Proposal Evaluation: How Final Decisions Are Made
Defense wins in the National Football League and it wins in government proposal writing. You must write proposals with a goal of avoiding elimination while at the same time writing a customer-centric proposal. Understanding how agencies evaluate proposals is an essential element in successful proposal writing. Create proposals with a mindset that you are going to make the evaluator's job easy. Give the proposal evaluator the help he or she needs to score your proposal high. Many people new to government contracting write their proposals to win. However, with respect to the government market, your company should write its proposals not to lose.
Those evaluating submitted proposals, usually the agency's contracting officers, must wade through a large pile of documents (often as many as twenty or more) and score them against a set of published criteria.

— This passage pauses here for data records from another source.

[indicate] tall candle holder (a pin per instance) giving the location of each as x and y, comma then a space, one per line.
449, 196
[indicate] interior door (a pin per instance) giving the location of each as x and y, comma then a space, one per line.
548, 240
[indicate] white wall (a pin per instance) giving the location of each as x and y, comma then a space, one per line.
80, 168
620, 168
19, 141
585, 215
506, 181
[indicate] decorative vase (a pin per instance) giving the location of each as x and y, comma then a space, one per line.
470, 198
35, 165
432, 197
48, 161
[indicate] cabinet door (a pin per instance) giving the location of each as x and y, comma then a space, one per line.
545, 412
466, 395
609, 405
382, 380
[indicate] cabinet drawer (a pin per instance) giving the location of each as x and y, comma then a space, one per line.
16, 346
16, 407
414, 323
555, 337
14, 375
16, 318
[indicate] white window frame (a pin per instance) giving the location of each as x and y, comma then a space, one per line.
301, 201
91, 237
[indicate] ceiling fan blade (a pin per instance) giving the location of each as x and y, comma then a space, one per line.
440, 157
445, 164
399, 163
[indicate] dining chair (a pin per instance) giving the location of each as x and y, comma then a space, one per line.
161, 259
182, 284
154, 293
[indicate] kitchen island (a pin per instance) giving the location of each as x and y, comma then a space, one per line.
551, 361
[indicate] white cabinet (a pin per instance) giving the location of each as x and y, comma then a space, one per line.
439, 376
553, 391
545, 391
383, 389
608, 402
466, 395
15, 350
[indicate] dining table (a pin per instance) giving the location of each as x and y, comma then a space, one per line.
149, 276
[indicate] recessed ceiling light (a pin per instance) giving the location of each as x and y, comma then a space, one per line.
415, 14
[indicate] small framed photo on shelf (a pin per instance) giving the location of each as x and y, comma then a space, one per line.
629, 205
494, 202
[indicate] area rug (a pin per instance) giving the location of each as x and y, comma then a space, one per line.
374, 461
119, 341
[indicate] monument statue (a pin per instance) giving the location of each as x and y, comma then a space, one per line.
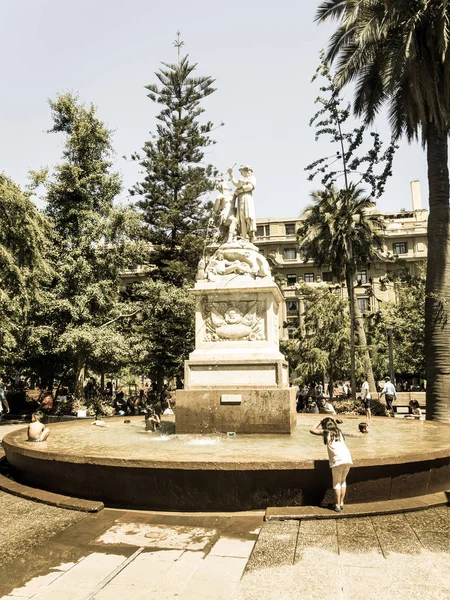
237, 255
244, 198
236, 379
225, 207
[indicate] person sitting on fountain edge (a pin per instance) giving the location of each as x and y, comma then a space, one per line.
325, 407
37, 432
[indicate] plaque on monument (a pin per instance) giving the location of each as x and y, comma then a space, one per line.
238, 316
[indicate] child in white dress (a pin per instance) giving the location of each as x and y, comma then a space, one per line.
339, 457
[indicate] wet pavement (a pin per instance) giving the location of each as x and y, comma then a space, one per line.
50, 553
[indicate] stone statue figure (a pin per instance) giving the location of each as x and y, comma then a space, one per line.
224, 206
244, 198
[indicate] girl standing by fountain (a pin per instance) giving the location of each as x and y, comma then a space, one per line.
338, 455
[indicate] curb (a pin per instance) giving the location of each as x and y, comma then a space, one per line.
17, 489
386, 507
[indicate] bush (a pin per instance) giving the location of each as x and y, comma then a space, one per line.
350, 407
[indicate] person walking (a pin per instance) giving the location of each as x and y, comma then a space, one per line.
390, 394
366, 398
339, 457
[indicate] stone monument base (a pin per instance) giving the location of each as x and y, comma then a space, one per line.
236, 410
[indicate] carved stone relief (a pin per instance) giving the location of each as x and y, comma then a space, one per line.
232, 321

Contrary to what you might think, the evaluators don't read through the proposals, pick the most stellar proposal and declare a winner. Instead, they score each proposal and compare total scores. A cutoff is then determined and those scoring below the cutoff point are eliminated from further consideration. In the eyes of the evaluators, they prefer that fewer companies make the first cut because it lessens their workload.
Following the first round of cuts, the contracting officers will sometimes contact the remaining qualified companies and ask them to strengthen their weakest points. Yes, you heard it right. They don't have to do so, but evaluators may give all qualified companies a shot at bettering their score.

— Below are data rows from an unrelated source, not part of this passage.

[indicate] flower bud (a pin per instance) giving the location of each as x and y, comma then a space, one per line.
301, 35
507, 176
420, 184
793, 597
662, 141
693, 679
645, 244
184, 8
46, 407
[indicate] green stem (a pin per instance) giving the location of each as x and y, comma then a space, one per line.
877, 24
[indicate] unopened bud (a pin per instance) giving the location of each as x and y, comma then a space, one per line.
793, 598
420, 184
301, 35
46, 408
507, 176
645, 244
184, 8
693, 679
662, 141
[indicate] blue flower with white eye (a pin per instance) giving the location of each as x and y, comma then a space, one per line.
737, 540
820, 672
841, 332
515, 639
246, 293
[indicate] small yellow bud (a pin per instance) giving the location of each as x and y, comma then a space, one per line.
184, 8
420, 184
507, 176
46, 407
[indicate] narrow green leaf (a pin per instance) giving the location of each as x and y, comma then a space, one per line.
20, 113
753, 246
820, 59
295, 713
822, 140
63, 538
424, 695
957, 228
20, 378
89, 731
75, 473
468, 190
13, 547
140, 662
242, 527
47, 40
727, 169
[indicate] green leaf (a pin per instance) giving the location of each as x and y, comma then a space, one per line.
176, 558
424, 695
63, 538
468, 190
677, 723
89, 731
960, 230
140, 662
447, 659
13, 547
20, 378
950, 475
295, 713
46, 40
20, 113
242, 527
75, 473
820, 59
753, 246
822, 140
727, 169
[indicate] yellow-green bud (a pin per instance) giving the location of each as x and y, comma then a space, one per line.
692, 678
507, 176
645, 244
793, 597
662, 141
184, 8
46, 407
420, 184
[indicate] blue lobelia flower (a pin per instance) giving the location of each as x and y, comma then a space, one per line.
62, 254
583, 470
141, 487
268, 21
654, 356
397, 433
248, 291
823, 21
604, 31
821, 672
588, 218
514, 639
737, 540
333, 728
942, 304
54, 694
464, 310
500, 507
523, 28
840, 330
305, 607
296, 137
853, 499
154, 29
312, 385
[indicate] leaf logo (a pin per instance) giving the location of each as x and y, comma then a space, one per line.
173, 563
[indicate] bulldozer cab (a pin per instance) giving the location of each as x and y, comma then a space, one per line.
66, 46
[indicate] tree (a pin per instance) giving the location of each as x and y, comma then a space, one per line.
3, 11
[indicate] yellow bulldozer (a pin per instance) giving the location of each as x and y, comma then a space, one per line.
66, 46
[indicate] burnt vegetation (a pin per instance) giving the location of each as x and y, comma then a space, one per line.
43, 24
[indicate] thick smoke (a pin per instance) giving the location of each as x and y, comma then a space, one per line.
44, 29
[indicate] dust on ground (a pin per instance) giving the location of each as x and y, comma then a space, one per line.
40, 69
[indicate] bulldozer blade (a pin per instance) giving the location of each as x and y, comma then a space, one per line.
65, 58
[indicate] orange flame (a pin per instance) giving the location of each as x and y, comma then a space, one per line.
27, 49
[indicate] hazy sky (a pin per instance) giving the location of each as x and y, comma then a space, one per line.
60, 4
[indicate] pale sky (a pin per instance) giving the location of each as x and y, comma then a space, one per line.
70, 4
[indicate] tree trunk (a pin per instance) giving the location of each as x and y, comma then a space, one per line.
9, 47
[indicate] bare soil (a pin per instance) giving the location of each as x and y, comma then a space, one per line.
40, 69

In short, it's a process of elimination. The most successful proposals are those that were written with a defensive mindset. Don't try to hit homeruns. You won't win that way. Be consistent and cover all your bases. Focus on responding to the Request for Proposal completely and competently. It's far better to adequately respond in full rather than to nail some points brilliantly at the expense of others. If you miss on one part of the proposal, you have handed the evaluator an excuse to eliminate your company.

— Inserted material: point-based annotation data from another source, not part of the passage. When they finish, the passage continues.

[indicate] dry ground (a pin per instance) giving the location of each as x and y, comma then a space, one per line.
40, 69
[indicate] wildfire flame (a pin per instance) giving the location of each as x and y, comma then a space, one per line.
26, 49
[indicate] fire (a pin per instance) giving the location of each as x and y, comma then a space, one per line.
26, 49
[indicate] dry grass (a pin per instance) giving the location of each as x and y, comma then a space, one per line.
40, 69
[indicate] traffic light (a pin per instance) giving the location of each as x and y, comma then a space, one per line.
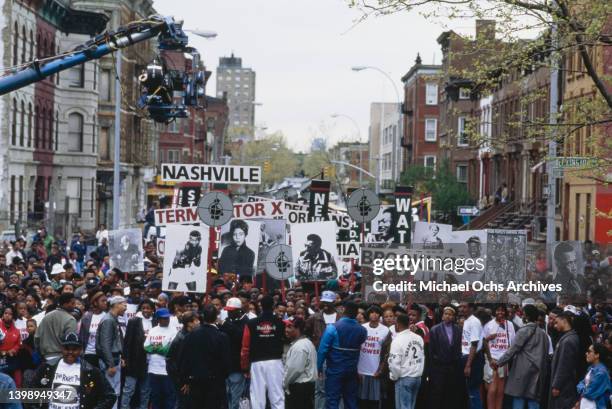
267, 167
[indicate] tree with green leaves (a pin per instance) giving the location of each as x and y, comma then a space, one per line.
272, 149
446, 192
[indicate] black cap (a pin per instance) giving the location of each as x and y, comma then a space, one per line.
71, 340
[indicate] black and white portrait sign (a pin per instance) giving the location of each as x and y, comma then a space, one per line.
568, 267
432, 235
239, 247
272, 232
382, 228
314, 251
506, 252
186, 258
125, 249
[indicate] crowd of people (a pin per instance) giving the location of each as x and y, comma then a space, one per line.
114, 340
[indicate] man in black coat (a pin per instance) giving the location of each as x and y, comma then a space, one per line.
446, 375
564, 375
204, 364
233, 326
136, 357
85, 384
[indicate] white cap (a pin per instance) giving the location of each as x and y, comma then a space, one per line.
328, 296
233, 304
116, 300
571, 309
57, 269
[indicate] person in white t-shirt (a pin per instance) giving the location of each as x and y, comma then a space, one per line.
472, 356
368, 366
498, 336
406, 363
157, 345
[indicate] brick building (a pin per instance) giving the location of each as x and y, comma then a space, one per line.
421, 114
47, 152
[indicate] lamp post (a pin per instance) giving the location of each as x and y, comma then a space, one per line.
358, 139
396, 152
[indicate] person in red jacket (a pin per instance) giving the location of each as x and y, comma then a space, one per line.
10, 345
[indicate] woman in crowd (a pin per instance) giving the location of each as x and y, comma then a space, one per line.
11, 343
595, 388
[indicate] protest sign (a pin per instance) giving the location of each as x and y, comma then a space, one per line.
239, 247
125, 249
244, 175
314, 251
319, 200
186, 257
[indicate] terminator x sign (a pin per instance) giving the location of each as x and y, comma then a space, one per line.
244, 175
271, 209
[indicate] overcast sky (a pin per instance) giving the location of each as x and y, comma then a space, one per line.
303, 51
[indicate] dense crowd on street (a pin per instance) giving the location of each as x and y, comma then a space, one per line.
69, 322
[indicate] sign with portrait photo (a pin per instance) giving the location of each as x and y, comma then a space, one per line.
185, 258
125, 249
239, 247
314, 251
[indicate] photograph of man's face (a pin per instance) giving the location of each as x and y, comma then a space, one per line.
125, 241
567, 263
434, 230
384, 224
238, 237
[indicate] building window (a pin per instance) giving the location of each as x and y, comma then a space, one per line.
94, 126
75, 132
431, 129
14, 124
105, 80
56, 129
174, 156
50, 119
16, 45
462, 173
431, 93
22, 124
464, 93
73, 192
104, 142
429, 161
30, 125
462, 138
76, 76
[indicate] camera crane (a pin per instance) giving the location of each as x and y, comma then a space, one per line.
158, 84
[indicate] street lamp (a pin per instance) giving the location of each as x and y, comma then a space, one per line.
208, 34
396, 152
358, 139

Tips to Writing Defensively
- Provide the evaluators with summaries. Begin with an executive summary and
include summaries at the beginning of each section. Your section summaries
should outline your creative ideas and solutions. Keep in mind that summaries,
section headings, diagrams, and checklists are very valuable tools to promote
understanding and highlight your proposal's strengths.
- Provide cross-references to other parts of your proposal. These matrices
assist the reader in negotiating through the proposal and also demonstrate that
you have provided all of the requested information in your document.
- Don't boast. Instead, make simple declarative statements about your company,
your capabilities and your personnel. Back up each statement with verifiable
evidence -- e.g., references to past performance, staff accomplishments, etc.
Don't make promises without specifics on how you plan to keep those promises.
- Present the readers with the information they requested in the RFP, not the
information you have decided is best for them.
- Identify your strengths and weaknesses and those of your competitors. Offset
your competitors' strengths and exploit their weaknesses.
- Present the evidence that your supporters on the evaluation committee need
to justify their scoring of your proposal. Again, make their job simple.
- Don't hide your weaknesses. Instead, address them head on and attempt to negate them as much as possible.
Writing defensively does not mean that you don't have to be creative as well. Successful proposals are written from the customer's perspective. Your task is to demonstrate that your business truly understands the customer's needs and is uniquely qualified to provide the solutions that the customer believes are the answer to his or her problems. Therefore, you must get to know the customer in order to fulfill the aforementioned objectives.